Question

How do you avoid endogeneity problems and multicollinearity problems in your empirical work? Explain each

Answer 1

Endogeneity occurs when a variable, observed or unobserved, that is not included in our models, is related to a variable we incorporated in our model.

The regression model is given by: yi = β0 + β1x1i + . . . + βk xki + εi E (εi |x1i , . . . , xki) = 0

Once we have the information of our regressors, on average what we did not include in our model has no importance. E (yi |x1i , . . . , xki) = β0 + β1x1i + . . . + βk xki

Example: We want to explain wages and we use years of schooling as a covariate. Years of schooling is correlated with unobserved ability, and work ethic etc.

There are various instruments we use to avoid endogeneity. Eg. We are modeling income as a function of education. Education is endogenous. Quarter of birth is an instrument, albeit weak. We are modeling the demand for fish. We need to exclude the supply shocks and keep only the demand shocks. Rain is an instrument.

Variables:

We model Y as a function of X1 and X2 & X1 is endogenous .We can model X1 .X1 can be divided into two parts; an endogenous part and an exogenous part X1 = f(X2, Z) + ν. Z are variables that affect Y only through X1. Z are referred to as intrumental variables or excluded instruments.

The solution is the get a consistent estimate of the exogenous part and get rid of the endogenous part An example is two-stage least squares In two-stage least squares both relationships are linear.

Multicollinearity occurs when independent variables in a regression model are correlated. This correlation is a problem because independent variables should be independent. If the degree of correlation between variables is high enough, it can cause problems when you fit the model and interpret the results.

Multicollinearity causes the following two basic types of problems:

The coefficients become very sensitive to small changes in the model. Multicollinearity reduces the precision of the estimate coefficients, which weakens the statistical power of your regression model.

The need to reduce multicollinearity depends on its severity and your primary goal for your regression model.
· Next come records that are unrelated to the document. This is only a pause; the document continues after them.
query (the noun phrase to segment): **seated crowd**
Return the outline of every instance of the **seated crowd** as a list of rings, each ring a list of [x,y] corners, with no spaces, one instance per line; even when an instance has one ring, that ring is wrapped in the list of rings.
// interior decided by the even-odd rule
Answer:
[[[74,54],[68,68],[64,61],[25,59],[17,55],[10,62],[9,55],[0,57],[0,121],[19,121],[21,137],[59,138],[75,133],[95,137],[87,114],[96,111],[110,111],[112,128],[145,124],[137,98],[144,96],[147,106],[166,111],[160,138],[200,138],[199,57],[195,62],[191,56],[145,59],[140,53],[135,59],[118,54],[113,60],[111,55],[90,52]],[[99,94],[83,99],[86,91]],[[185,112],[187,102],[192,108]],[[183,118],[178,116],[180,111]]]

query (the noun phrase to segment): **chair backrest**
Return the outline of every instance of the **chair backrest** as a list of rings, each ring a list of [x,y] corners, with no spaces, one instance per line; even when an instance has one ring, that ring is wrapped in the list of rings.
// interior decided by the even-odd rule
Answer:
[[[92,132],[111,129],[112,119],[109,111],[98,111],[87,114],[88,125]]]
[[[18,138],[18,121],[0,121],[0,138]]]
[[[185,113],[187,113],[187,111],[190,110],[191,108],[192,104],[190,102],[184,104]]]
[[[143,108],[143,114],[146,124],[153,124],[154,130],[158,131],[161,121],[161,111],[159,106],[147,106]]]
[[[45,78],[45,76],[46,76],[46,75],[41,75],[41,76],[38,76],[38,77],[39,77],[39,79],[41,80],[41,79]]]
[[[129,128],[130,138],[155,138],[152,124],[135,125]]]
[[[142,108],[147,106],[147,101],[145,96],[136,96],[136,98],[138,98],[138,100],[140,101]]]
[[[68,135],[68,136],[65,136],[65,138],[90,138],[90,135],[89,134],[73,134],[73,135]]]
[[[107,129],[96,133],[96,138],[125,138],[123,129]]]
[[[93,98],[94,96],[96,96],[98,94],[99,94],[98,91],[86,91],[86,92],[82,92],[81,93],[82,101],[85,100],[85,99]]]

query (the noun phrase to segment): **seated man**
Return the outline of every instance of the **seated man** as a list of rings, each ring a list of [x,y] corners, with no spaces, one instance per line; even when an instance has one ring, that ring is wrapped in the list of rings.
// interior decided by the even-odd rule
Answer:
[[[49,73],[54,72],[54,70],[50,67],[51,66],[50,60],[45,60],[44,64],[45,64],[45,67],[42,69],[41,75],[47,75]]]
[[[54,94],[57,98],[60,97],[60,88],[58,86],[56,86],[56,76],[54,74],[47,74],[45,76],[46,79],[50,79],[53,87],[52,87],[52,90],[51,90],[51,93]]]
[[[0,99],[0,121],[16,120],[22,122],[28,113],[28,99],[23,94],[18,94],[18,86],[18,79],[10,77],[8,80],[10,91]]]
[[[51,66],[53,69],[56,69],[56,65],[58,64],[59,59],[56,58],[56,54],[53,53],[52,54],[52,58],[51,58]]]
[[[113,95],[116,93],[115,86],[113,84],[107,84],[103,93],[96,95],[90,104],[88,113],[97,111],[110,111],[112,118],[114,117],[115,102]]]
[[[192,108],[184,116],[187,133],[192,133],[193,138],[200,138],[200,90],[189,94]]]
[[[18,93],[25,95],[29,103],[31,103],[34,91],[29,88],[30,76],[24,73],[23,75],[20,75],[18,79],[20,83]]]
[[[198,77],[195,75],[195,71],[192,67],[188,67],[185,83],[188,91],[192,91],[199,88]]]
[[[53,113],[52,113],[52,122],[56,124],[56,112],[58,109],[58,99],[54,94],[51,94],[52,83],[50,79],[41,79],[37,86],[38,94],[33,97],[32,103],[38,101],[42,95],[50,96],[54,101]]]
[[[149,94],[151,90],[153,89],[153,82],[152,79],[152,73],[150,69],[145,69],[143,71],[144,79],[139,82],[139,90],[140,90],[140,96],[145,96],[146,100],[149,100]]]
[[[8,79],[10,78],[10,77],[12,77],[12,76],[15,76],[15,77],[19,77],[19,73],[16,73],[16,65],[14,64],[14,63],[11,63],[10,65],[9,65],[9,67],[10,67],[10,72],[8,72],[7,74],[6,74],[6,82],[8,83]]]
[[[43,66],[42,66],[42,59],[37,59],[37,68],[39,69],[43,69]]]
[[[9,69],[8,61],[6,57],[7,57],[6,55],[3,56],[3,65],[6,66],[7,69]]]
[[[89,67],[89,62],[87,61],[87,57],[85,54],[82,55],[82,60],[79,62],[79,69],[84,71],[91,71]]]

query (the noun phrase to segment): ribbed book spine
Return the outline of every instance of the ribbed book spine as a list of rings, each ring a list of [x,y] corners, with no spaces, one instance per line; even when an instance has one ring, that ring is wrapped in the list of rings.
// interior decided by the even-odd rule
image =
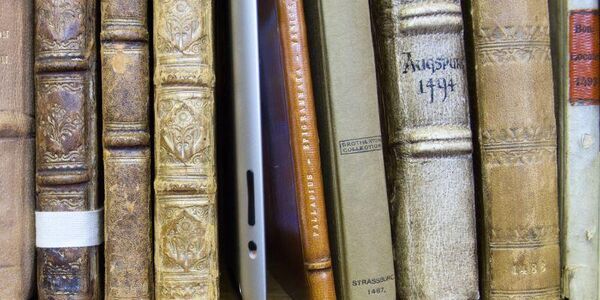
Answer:
[[[554,13],[562,292],[598,299],[600,202],[600,13],[597,0],[551,1]]]
[[[106,299],[152,299],[147,1],[102,0]]]
[[[558,299],[548,2],[472,2],[485,299]],[[597,125],[597,124],[596,124]]]
[[[97,208],[95,0],[35,1],[39,211]],[[98,247],[38,248],[40,299],[99,297]]]
[[[154,1],[156,299],[217,299],[213,2]]]
[[[35,284],[33,1],[0,1],[0,299]]]
[[[459,1],[372,1],[396,289],[477,299],[472,139]]]

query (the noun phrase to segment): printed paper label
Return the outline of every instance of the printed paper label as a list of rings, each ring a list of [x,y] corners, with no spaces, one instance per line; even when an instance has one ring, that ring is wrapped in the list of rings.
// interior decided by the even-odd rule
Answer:
[[[597,9],[569,16],[569,102],[600,105],[600,18]]]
1. The severity of the problems increases with the degree of the multicollinearity. Therefore, if you have only moderate multicollinearity, you may not need to resolve it.
2. Multicollinearity affects only the specific independent variables that are correlated. Therefore, if multicollinearity is not present for the independent variables that you are particularly interested in, you may not need to resolve it.
3. Multicollinearity affects the coefficients and p-values, but it does not influence the predictions, precision of the predictions, and the goodness-of-fit statistics.